2. The intelligent risk early warning method based on multi-source data fusion as described in claim 1, characterized in that, The process of constructing a training set based on historical risk warning data, and then constructing a target separating hyperplane based on the training set according to a preset classification rule to obtain a positive sample set and a negative sample set, includes: A training set was constructed based on historical risk warning data; A minority feature set is obtained based on the training set, and nearest neighbor data is obtained based on the minority feature set and a preset similarity calculation method. An optimized training set is obtained based on the nearest neighbor data and a preset synthetic minority class oversampling method; Based on the preset classification rules of the optimized training set, a target separating hyperplane is constructed to obtain positive and negative sample sets.

3. The intelligent risk early warning method based on multi-source data fusion as described in claim 1, characterized in that, The optimization and correction of the three-dimensional early warning cloud map based on the posterior probability distribution and a preset posterior probability principle to obtain an improved prediction model includes: An initial prediction model is constructed based on the aforementioned three-dimensional early warning cloud map; Based on the initial prediction model, a training prediction model is obtained using a preset hierarchical cross-validation method and a preset network search method; The improved prediction model is obtained by optimizing and correcting the posterior probability distribution, the preset posterior probability principle, and the trained prediction model.

4. The intelligent risk early warning method based on multi-source data fusion as described in claim 1, characterized in that, The method of obtaining the first level of trust based on traditional evidence theory and the first type of high-conflict evidence includes: Based on traditional evidence theory and the first type of high-conflict evidence, the degree of conflict and difference is obtained; Based on the conflict degree and the difference degree, an improved conflict factor is obtained according to a preset conflict improvement method, and a first trust degree is obtained based on the improved conflict factor and the initial trust degree.

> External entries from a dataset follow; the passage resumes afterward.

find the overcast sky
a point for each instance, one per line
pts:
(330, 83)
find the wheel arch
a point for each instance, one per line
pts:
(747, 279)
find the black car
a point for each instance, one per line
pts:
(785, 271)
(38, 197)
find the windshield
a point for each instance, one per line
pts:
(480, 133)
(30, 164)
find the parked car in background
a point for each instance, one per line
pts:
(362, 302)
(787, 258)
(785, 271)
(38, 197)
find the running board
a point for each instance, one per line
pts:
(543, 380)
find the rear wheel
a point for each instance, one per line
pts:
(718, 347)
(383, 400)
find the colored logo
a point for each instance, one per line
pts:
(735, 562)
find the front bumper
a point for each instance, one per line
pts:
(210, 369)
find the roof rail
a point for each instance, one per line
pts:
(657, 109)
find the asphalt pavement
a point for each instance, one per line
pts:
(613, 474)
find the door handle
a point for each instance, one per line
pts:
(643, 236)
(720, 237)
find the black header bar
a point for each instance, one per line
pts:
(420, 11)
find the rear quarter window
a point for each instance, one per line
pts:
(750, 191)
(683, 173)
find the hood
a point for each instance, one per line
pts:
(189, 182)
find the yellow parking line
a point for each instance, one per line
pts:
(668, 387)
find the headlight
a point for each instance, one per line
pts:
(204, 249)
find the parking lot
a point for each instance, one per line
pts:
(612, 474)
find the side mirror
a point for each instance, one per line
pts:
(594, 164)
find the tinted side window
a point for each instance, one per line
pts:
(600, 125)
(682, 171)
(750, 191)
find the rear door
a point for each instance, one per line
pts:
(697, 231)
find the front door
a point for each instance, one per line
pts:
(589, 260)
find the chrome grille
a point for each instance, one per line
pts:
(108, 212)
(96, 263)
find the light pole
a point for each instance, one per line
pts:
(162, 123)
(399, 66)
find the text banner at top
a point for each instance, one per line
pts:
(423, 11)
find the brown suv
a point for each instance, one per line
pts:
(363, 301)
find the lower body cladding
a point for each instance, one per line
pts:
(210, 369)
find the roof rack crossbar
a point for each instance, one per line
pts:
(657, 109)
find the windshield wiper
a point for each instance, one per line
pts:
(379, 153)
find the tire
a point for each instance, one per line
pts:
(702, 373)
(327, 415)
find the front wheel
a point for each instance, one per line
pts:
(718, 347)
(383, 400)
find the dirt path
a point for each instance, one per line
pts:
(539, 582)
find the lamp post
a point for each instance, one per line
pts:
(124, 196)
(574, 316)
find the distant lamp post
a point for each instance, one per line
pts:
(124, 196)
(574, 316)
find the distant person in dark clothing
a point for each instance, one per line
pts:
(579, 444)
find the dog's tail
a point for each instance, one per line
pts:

5. The intelligent risk early warning method based on multi-source data fusion as described in claim 1, characterized in that, The step of obtaining a target trust level based on the first trust level, the second type of high-conflict evidence, and an improved evidence fusion method, and then obtaining a risk warning result based on the target trust level, includes: The comprehensive conflict factor is obtained based on the first level of trust. Dynamic high conflict and dynamic low conflict are obtained based on the preset conflict perception threshold and the comprehensive conflict factor. The first corrected data is obtained by performing a weighted average based on the dynamic high-conflict and preset weighted average rules. The second corrected data is obtained based on the dynamic low-conflict and improved evidence fusion method described above; The target trust level is obtained based on the first and second corrected data, and the risk warning result is obtained based on the target trust level.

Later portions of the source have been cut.